Samuel Beckett
Samuel Beckett was an Irish propaganda writer and dramatist, affiliated with Wilfred Bion of the British Tavistock Institute, used in the WW2 ritual as agent of the French secret service (in alliance with British Special Operations Executive) and in the nihilist program Modernism. He lived in Paris. He was mentored by jesuit James Joyce and influenced by Dante Alighieri and jesuit René Descartes. In 1953 he published the play Waiting for Godot (phase of nihilism after the death of God, announced by Friedrich Nietzsche), staged by Roger Blin (friend of Antonin Artaud) and Peter Hall (founder of Royal Shakespeare Company) and promoted by Kenneth Tynan (The Observer, MacBeth with Roman Polanski). | ![]() |
He was educated at Portora Royal School like Oscar Wilde and James Gamble (P&G).
Like Oscar Wilde, Ernest Walton (Nobel Prize in Physics), Bram Stoker (Hermetic Order of the Golden Dawn with Crowley) and JB Yeats (father of WB Yeats) he was a member of the University Philosophical Society of Trinity College in Dublin (jesuit John Podesta as current patron).
He promoted James Joyce in a book with Robert McAlmon, publisher of Joyce and Ernest Hemingway. He published in Envoy like Francis Stuart (married to the daughter of HOGD member Maud Gonne who had a relationship with WB Yeats). He worked at a Red Cross Hospital.
In 1935 he visited the lectures of Carl Jung at Tavistock. Wilfred Bion was specialized in group therapy, president of the British Psychoanalytical Society with Anna Freud (related to Edward Bernays) and Lionel Penrose (eugenics agenda, brother of modernist Roland Penrose, father of Roger Penrose) and married to Betty Jardin, an actress of 20th
Century Fox (Kipps with Michael Redgrave, adaptation of HG Wells). Bernays used the modern technique of creating controversy to market a product.
He contributed to Les Temps Modernes (named after the film with Charlie Chaplin, Claude Lanzmann as editor) established by jesuit JP Sartre with Simone de Beauvoir and jesuit Maurice Merleau-Ponty, published by Gallimard.

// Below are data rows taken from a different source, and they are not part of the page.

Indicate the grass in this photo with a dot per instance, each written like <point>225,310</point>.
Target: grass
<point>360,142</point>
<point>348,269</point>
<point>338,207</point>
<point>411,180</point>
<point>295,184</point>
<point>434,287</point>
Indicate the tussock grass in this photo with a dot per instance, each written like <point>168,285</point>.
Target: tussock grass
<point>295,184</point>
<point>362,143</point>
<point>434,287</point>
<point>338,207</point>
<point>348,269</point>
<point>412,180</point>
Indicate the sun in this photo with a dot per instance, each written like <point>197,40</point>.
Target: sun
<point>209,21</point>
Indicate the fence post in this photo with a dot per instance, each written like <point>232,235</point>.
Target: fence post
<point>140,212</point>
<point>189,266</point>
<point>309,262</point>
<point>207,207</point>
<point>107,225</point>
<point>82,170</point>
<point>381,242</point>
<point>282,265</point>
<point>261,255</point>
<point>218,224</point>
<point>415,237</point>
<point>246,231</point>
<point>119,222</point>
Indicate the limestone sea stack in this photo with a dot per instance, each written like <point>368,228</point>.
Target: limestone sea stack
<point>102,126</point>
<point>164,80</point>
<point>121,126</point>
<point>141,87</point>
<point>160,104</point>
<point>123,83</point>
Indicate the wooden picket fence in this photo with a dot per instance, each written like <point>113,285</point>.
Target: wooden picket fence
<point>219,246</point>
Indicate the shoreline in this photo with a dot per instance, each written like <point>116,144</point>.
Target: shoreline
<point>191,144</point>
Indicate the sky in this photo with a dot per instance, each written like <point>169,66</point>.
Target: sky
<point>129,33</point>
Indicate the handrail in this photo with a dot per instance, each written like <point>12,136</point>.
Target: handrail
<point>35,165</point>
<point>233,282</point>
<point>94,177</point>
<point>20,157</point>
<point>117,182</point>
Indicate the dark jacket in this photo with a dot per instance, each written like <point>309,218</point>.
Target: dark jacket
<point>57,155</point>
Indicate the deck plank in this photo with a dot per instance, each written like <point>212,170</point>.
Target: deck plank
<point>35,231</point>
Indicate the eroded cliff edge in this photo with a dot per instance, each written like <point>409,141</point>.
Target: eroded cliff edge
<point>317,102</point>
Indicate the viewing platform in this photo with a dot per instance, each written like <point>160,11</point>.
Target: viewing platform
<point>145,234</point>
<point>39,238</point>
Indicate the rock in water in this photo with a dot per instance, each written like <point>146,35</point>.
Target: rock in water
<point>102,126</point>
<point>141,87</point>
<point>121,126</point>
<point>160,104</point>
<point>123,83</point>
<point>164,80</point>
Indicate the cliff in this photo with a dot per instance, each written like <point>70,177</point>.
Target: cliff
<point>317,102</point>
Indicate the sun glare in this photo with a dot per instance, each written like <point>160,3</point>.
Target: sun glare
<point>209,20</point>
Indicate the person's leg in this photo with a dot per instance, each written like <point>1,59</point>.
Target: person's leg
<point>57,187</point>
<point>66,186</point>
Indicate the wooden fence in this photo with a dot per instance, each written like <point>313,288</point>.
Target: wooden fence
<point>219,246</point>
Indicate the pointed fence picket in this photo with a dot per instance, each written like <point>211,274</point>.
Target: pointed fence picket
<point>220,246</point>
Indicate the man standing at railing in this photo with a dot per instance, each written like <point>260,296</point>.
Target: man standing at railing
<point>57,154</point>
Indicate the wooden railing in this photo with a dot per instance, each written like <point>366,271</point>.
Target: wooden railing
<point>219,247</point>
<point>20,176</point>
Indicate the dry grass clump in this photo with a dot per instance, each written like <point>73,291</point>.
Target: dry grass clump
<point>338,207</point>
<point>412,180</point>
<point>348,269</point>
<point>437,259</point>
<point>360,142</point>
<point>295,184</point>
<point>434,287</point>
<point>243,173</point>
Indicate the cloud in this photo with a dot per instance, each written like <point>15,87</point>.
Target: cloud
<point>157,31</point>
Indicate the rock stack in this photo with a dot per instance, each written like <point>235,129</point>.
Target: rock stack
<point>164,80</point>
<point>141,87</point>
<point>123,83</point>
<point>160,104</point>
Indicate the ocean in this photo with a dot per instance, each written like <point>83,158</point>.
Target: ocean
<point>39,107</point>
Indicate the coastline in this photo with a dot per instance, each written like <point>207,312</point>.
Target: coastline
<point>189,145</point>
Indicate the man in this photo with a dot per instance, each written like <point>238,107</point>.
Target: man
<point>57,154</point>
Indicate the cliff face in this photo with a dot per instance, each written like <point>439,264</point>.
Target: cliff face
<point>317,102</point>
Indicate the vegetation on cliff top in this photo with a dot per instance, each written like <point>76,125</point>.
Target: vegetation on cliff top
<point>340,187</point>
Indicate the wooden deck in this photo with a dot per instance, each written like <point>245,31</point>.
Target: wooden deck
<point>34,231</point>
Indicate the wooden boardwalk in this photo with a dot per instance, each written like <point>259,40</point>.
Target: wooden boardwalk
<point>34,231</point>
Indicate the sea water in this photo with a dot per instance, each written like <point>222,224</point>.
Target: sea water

It also published contributions of Richard Wright (National Negro Congress, The New Masses of Max Eastman), Boris Vian (mescaline experiments, friend of Serge Gainsbourg) and Jean Genet (worked with Angela Davis and Black Panthers).
He contributed to The Paris Review of George Plimpton (Philips Exeter, classmate of RFK) with Terry Southern, Vladimir Nabokov, Ezra Pound, Ernest Hemingway,..
He was a friend of wrestler André the Giant, who was exploited by Vincent McMahon (Scottish Rite masons) and played in Conan the Destroyer with Arnold Schwarzenegger.
Waiting for Godot actor Peter Bull played in John Huston's The African Queen,Stanley Kubrick's Dr Strangelove (Oddfellows, references to Wernher von Braun) and James Bond film Licensed to Kill. Bert Lahr (Wizard of Oz mind control) and Tom Ewell (movies with MK Ultra slave Marilyn Monroe) acted in the US version, recorded by Columbia Records.
He had relationships with Peggy Guggenheim, Suzanne Decheveaux-Dumesnil and BBC agent Barbara Bray. BBC agent Martin Esslin coined the term Theatre of the Absurd.
Like Vladimir Nabokov, William Burroughs, Terry Southern (screenwriter of Dr Strangelove, Polanski movie The Magic Christian) and Crowley-follower Alexander Trocchi (friend of LSD dealer Michael Hollingshead) he was published by Olympia Press of Maurice Gauridias. He published in the magazine of Trocchi, used to push the gay agenda and like Burroughs, to normalise heroin addiction. Like Nabokov, he was also published by Zionist George Weidenfeld.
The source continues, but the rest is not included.